Узникам часто снились кошмары. Иногда они просто бормотали что-то во сне, иногда вскрикивали, выли. В таких случаях надзиратель брал ведро воды и выливал его на голову бедняге. Я и вообще-то спал в лагере плохо, а в ту ночь и вовсе не сомкнул глаз, все думал о том, что завтра меня здесь уже не будет. Так я бодрствовал в темноте часа два, когда сосед что-то пробормотал во сне. Подошел надзиратель, посмотрел, но бормотание прекратилось. После того как надзиратель удалился, оно возобновилось, но на сей раз чуть громче, и я сумел разобрать слова. Он спрашивал, сплю ли я.
Я негромко откашлялся, беспокойно перевернулся на другой бок и вздохнул, давая понять, что нет, не сплю. Тогда он опять забормотал, и я услышал, что он диктует мне какой-то адрес в Праге, куда надо пойти. Едва он договорил, как вновь появился надзиратель, на сей раз явно что-то заподозривший. Тогда мужчина внезапно повернулся и дико замахал руками, взывая о помощи. Надзиратель пнул его в бок и, когда тот якобы проснулся, пригрозил облить из ведра, если не утихнет. Больше он ко мне не обращался. А на следующий день мне вручили бумагу об освобождении и посадили на поезд, направляющийся в Бельгию.
Не буду даже пытаться передать, что это такое — снова ощутить себя на свободе. Поначалу мне было не по себе.
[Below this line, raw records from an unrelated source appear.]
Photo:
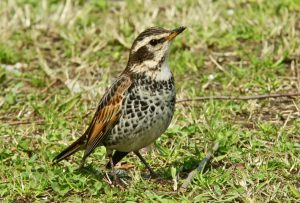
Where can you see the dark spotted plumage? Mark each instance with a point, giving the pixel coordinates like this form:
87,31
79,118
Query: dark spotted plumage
138,107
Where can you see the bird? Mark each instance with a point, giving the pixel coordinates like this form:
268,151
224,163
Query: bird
139,105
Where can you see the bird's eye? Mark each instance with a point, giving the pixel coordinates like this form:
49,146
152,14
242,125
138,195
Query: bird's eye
154,42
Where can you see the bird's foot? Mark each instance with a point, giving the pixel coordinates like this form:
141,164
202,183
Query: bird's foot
115,181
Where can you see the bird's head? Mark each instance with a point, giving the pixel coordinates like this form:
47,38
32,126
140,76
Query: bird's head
150,49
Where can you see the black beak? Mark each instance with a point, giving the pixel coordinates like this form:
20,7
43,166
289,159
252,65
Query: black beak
175,32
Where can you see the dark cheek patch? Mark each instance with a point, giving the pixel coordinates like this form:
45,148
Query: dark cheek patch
142,54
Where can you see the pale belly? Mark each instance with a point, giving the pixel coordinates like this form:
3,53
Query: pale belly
143,136
146,114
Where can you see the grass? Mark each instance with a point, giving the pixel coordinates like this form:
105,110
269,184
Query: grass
58,57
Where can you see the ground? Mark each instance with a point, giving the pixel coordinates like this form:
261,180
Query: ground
58,57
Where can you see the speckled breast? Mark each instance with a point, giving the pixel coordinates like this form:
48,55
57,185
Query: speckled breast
147,112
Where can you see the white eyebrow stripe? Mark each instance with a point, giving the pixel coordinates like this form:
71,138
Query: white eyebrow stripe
146,41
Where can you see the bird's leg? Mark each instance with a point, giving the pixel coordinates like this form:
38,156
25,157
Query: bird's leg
116,180
152,173
82,163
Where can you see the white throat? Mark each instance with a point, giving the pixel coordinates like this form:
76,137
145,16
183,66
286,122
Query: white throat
164,74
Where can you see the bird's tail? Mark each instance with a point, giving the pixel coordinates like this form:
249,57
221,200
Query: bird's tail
73,148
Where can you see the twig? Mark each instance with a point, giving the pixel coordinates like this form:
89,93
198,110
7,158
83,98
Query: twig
200,168
223,97
42,121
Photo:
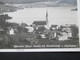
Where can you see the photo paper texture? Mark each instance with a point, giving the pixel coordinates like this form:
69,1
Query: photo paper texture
38,24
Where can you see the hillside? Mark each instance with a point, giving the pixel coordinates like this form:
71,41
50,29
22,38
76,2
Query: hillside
73,2
7,8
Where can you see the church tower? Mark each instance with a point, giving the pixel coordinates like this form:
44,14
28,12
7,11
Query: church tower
47,22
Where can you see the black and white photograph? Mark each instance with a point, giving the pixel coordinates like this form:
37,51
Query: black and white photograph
39,24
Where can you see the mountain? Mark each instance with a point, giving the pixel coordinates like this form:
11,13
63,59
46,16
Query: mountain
73,2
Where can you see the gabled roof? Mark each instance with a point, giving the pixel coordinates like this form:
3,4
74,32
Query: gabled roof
39,22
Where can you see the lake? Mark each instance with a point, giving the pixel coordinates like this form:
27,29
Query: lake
56,15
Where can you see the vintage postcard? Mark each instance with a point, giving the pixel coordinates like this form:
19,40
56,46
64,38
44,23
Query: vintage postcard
39,24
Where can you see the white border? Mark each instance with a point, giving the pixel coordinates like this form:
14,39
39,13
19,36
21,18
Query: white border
49,49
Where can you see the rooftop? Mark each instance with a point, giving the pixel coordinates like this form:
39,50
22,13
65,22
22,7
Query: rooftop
39,22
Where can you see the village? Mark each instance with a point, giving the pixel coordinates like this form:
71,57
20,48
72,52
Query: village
38,33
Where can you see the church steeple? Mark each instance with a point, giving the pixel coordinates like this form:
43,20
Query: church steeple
47,18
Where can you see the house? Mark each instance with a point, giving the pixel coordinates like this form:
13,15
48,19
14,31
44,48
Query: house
39,25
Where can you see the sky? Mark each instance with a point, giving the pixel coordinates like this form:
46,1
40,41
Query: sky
33,1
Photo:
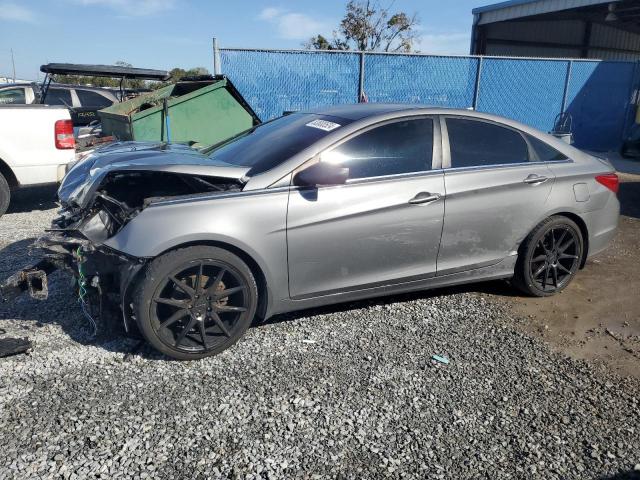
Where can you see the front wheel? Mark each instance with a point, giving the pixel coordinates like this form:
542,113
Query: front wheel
195,302
549,258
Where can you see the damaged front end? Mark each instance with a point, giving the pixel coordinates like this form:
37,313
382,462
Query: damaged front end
99,197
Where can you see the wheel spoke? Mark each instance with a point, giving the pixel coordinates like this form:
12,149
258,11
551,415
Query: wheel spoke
198,283
564,234
546,276
544,247
220,324
174,318
172,302
539,271
230,291
203,334
183,286
212,289
185,331
228,308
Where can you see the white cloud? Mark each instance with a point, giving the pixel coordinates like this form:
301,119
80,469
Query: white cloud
445,43
270,13
133,7
294,25
14,12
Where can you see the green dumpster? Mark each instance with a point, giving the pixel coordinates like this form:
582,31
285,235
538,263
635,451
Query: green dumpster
202,111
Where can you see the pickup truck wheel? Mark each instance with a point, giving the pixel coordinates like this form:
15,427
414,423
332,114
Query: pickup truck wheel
5,195
195,302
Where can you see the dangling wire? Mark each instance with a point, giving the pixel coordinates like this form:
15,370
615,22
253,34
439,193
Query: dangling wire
82,293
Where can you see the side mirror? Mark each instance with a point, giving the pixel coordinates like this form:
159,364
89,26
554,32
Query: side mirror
321,173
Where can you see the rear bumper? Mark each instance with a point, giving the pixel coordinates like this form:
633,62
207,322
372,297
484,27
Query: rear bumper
602,225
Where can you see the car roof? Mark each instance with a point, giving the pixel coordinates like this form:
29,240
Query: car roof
358,111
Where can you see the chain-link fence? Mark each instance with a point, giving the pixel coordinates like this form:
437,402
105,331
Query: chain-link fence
598,95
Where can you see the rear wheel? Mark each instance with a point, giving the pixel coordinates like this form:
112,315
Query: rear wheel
195,302
550,257
5,195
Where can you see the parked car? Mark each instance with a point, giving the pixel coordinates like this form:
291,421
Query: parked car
322,207
83,102
36,145
58,94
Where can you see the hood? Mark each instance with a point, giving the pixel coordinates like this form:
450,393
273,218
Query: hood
85,177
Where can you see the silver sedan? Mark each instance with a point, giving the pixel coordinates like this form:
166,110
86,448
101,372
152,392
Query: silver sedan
322,207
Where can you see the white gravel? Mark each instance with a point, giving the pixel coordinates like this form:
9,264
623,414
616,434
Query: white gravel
344,392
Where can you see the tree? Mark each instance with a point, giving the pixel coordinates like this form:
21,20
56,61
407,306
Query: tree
369,26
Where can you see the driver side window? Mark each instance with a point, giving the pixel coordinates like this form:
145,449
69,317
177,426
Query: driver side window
391,149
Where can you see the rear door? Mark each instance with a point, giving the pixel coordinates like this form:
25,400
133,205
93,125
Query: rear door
383,226
494,193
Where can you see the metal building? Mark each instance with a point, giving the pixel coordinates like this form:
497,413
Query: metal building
608,30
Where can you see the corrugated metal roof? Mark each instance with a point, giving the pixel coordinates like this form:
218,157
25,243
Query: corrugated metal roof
511,9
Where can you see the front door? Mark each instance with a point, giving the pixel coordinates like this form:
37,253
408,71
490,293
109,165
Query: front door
382,227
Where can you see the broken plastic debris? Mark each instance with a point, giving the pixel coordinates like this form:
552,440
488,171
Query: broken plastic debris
14,346
440,359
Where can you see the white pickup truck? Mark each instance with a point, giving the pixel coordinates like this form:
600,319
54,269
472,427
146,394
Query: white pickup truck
36,144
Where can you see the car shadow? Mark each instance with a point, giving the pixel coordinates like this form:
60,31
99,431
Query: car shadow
33,198
62,308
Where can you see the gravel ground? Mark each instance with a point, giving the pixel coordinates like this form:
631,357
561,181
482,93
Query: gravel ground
342,392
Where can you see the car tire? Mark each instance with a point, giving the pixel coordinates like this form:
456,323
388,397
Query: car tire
195,302
549,257
5,195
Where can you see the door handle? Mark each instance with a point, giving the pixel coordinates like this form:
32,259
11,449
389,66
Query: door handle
534,179
424,197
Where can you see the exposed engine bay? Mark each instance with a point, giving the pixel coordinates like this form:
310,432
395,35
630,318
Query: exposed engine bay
105,205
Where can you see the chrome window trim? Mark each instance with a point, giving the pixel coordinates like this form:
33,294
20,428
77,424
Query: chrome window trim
396,176
504,165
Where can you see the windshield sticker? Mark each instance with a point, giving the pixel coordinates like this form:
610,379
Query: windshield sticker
323,125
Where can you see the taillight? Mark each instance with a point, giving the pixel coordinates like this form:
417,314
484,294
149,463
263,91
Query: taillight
64,134
610,180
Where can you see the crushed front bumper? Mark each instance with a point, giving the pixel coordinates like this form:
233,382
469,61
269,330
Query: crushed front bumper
103,276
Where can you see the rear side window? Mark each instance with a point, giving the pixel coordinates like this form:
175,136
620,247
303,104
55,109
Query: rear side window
58,96
399,147
12,96
545,152
475,143
93,99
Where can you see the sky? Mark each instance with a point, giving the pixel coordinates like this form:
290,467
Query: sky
178,33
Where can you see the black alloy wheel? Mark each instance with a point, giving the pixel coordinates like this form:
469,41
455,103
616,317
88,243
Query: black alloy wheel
193,305
549,257
556,259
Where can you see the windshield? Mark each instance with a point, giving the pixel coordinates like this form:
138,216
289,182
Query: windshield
270,144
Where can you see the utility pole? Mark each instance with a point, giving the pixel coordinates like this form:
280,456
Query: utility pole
14,66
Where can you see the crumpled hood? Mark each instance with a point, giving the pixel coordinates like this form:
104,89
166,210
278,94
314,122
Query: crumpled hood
82,181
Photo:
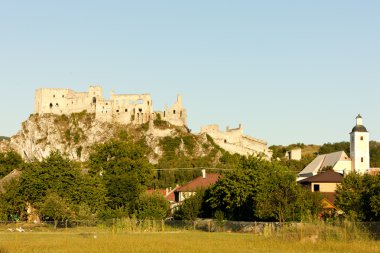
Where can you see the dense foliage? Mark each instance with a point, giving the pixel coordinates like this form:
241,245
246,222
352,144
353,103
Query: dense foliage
9,161
124,170
359,197
55,179
260,190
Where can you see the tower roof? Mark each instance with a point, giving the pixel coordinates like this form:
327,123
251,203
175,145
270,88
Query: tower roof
359,125
359,128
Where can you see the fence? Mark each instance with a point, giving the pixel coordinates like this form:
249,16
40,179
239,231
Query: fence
302,231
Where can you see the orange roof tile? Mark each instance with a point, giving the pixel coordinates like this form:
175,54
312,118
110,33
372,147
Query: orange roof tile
200,183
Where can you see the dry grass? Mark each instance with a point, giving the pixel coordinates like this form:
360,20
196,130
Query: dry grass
103,241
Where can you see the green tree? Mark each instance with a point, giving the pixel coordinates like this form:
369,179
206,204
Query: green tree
260,190
124,169
335,147
152,206
55,208
54,174
358,196
8,162
191,208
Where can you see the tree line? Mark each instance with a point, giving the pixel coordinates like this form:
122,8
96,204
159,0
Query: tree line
114,181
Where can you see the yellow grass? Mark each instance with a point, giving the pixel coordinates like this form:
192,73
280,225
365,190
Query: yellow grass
98,240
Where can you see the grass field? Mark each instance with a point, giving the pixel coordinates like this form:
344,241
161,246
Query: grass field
186,241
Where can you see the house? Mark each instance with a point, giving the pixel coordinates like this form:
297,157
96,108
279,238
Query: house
337,161
325,183
359,160
199,183
168,193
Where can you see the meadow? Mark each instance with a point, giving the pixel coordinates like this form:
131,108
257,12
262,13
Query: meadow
99,240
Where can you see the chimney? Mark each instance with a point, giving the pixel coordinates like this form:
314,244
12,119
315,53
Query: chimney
203,173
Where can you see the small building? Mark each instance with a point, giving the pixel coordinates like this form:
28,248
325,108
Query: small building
199,183
325,183
294,154
337,161
359,160
168,194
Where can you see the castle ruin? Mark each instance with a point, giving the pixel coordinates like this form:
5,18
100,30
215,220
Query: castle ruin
123,109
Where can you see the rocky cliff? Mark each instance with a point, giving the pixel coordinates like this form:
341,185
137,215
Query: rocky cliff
74,135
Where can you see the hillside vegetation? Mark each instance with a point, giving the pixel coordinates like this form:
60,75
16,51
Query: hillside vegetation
92,170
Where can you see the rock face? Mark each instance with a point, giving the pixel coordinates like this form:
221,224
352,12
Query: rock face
72,135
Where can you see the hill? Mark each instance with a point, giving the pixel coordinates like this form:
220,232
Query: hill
4,138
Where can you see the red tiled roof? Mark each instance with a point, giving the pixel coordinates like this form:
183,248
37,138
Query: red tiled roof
200,183
330,196
325,177
169,195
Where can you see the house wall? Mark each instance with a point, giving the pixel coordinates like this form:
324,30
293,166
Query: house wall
124,109
185,195
359,149
294,154
325,187
343,167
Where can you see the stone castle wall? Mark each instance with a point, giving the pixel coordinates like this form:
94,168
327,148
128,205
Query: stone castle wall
124,109
235,141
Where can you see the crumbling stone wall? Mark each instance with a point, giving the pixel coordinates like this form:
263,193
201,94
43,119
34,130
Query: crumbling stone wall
235,141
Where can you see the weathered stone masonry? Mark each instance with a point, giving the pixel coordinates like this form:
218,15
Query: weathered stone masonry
124,109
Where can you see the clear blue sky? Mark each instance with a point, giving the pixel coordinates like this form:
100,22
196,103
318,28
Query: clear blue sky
289,71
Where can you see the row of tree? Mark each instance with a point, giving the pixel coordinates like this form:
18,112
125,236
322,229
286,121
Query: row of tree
114,181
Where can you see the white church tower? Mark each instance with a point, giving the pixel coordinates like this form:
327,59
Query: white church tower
359,147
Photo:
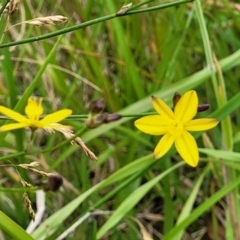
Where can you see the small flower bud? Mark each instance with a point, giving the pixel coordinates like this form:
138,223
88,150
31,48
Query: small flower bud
176,98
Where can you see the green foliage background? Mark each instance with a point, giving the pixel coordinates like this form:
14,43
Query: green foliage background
179,46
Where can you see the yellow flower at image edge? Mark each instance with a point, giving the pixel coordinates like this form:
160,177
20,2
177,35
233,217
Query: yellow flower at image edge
33,111
175,126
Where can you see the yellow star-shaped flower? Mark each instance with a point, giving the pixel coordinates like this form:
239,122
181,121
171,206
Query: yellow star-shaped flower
175,126
33,111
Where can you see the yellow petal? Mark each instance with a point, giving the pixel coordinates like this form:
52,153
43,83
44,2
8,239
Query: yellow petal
162,108
163,146
13,126
55,117
201,124
34,109
14,115
186,107
187,148
154,125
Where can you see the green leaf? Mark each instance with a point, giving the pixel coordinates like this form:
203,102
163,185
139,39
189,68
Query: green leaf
13,229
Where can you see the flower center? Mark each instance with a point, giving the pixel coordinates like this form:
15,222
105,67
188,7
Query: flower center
175,128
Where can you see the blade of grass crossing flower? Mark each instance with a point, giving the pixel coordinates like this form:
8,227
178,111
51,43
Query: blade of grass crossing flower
220,154
11,83
132,200
200,210
27,93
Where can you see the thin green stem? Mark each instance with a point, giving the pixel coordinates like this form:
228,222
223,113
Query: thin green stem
91,22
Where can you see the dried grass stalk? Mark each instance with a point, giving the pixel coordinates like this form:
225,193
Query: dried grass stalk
28,205
68,134
12,7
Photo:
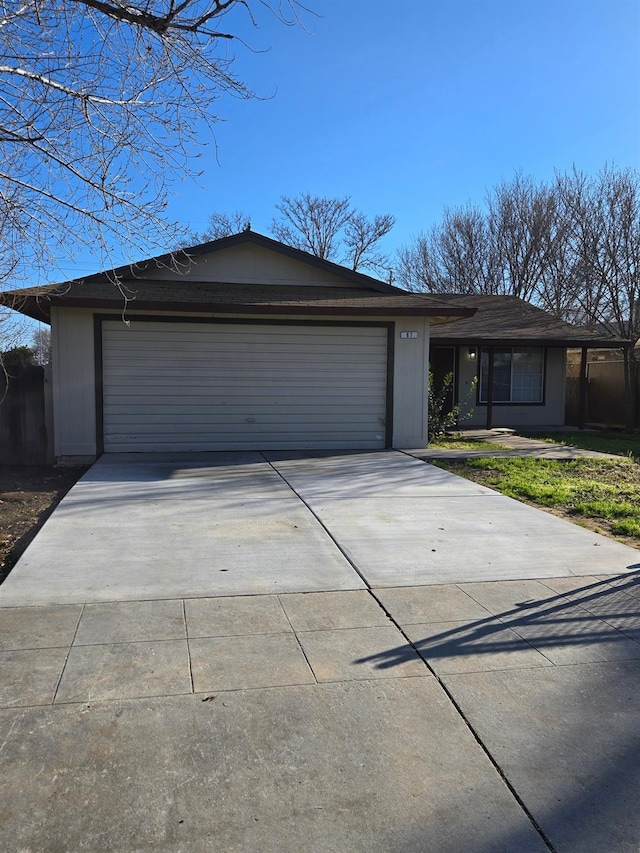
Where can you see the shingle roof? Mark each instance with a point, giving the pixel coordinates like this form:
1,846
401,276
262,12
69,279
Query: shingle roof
182,295
509,321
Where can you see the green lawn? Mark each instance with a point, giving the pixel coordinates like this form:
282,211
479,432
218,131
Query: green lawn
455,442
618,443
602,494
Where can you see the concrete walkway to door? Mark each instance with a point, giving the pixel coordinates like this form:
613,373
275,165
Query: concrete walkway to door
152,526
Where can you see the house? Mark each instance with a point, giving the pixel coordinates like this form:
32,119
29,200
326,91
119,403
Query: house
241,343
517,355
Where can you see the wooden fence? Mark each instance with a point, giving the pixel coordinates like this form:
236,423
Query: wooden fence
606,399
24,414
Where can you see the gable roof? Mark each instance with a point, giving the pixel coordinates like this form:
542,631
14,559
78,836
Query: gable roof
135,287
510,321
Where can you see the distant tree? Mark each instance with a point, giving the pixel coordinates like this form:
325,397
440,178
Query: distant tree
331,229
571,247
42,345
223,225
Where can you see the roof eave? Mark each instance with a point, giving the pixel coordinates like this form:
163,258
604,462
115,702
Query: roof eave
472,340
40,308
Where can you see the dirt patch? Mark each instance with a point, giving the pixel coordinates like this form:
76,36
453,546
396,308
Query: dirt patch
28,495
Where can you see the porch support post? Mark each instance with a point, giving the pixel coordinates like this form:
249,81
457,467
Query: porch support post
489,424
584,390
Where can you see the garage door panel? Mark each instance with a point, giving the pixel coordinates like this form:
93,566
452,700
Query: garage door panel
185,386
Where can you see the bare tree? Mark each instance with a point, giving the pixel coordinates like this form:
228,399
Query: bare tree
455,256
101,102
42,345
520,214
223,225
330,228
312,223
361,238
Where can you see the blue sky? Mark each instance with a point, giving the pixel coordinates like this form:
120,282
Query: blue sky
411,106
417,104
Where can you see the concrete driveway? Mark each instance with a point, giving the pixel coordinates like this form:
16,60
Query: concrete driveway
160,526
258,653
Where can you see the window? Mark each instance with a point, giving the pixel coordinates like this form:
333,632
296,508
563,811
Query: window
518,375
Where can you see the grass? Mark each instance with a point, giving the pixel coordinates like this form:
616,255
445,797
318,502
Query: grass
601,494
617,443
455,442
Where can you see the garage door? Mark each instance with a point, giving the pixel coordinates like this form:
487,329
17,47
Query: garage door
230,386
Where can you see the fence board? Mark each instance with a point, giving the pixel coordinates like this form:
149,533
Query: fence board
23,431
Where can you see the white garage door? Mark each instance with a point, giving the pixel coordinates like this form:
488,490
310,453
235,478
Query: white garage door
230,386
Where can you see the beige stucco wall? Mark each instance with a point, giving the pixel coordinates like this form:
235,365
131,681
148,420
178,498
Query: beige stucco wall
73,375
549,414
72,334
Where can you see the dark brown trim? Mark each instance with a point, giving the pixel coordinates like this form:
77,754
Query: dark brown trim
583,413
154,318
560,343
490,403
287,309
99,385
391,356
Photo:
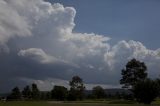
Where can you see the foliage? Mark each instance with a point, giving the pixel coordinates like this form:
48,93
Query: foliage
27,93
146,91
59,93
77,89
35,92
134,72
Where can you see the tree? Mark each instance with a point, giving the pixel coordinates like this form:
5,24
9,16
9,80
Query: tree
134,71
77,89
146,91
27,93
59,93
98,92
15,94
35,92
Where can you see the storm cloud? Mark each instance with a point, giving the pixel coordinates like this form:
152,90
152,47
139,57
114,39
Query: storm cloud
38,44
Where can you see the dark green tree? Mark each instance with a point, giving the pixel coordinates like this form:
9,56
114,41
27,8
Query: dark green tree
59,93
98,92
146,91
77,89
27,93
134,72
35,92
15,94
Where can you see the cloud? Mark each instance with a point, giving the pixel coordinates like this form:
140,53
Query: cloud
38,42
37,55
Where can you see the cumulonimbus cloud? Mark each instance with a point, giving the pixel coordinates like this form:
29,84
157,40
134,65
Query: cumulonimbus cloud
41,40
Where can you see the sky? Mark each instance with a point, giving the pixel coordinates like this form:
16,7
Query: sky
48,42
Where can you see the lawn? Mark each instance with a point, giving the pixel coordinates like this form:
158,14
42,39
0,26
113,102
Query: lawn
83,103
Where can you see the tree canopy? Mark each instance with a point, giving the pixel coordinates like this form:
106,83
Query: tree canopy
133,72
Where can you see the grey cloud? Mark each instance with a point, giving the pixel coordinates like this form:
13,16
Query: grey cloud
54,51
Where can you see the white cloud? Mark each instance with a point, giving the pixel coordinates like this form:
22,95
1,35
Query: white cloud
43,32
38,55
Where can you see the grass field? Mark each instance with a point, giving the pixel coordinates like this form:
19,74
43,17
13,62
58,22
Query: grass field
83,103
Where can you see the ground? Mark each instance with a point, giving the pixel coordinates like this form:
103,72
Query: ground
84,103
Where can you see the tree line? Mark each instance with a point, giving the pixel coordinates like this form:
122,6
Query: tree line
134,79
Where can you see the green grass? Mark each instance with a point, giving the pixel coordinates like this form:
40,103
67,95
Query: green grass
78,103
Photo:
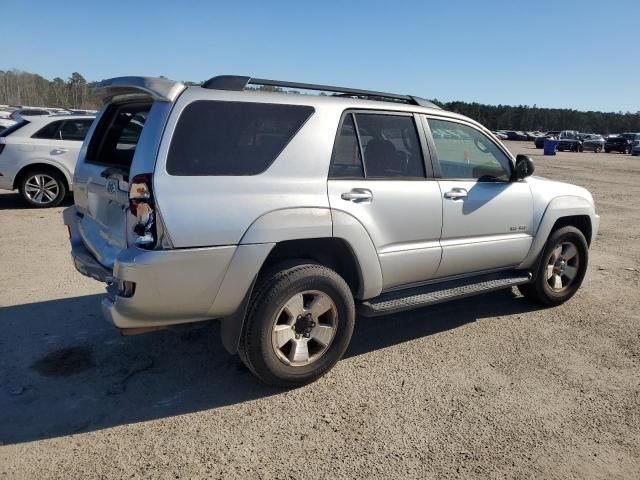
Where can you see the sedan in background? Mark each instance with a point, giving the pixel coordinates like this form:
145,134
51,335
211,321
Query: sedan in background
593,142
622,143
539,141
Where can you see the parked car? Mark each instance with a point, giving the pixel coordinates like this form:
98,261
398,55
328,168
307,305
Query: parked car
5,123
500,135
539,141
578,142
516,135
246,206
593,142
622,143
27,113
38,157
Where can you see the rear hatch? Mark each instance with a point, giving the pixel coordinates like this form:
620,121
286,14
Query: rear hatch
120,150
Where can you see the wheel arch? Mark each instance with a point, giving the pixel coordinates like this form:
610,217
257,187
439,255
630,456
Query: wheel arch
563,211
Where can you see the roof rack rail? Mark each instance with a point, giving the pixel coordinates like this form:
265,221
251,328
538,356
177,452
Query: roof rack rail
239,83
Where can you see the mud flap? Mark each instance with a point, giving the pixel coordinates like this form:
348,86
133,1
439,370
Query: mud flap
231,326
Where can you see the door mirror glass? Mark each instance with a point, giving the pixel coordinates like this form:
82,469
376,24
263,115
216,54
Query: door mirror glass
524,167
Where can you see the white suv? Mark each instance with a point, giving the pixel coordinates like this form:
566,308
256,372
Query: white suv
38,156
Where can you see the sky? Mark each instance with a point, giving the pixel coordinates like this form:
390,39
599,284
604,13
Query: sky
566,54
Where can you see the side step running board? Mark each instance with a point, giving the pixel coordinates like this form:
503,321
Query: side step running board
407,299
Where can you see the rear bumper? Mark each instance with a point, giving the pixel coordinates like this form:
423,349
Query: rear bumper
171,286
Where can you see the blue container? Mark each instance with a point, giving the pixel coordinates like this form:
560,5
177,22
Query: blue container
550,146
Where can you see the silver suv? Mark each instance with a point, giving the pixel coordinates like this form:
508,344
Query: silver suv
283,215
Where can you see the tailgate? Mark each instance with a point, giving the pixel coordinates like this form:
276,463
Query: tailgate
123,143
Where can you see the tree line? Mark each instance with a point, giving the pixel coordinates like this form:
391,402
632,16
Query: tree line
24,88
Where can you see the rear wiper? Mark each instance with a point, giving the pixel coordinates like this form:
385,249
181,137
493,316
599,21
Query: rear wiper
107,172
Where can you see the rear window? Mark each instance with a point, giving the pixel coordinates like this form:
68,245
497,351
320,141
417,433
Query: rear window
232,138
16,126
116,138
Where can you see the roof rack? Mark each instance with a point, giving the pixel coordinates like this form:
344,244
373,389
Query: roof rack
239,83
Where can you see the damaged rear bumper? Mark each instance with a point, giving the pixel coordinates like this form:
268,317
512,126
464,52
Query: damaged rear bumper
169,287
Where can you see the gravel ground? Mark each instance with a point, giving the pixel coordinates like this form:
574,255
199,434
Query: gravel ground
485,387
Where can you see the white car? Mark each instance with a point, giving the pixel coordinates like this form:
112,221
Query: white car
38,156
6,123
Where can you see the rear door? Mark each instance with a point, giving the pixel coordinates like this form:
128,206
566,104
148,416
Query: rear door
102,178
379,176
487,219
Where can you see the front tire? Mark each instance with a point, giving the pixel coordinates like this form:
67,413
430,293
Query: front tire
43,188
299,324
562,268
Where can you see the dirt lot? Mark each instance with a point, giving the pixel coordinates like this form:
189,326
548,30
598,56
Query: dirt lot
486,387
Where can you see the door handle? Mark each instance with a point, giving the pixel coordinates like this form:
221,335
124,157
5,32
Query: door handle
358,195
456,193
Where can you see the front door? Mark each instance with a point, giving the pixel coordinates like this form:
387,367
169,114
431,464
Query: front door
388,193
487,218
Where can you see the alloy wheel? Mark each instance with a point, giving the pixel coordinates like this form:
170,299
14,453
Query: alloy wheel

Из ноздрей все никак не мог выветриться запах лагеря, засыпал я в самое разное время дня, и мне снилось, что я снова там. Месяц-другой я провел в Париже, стараясь пописывать для газет, но слабое знание языка делало это занятие почти безнадежным. Для начала надо было заплатить за перевод, а это стоило денег. Тогда я решил перебраться в Прагу. В тот момент я вовсе не собирался идти по указанному мне адресу. По правде говоря, я почти забыл обо всей этой истории. Но потом нечто услышанное от одного соотечественника, с которым я встретился в Праге, заставило меня выяснить, что к чему. Оказалось, это адрес штаб-квартиры подпольной немецкой организации по пропаганде коммунистических идей.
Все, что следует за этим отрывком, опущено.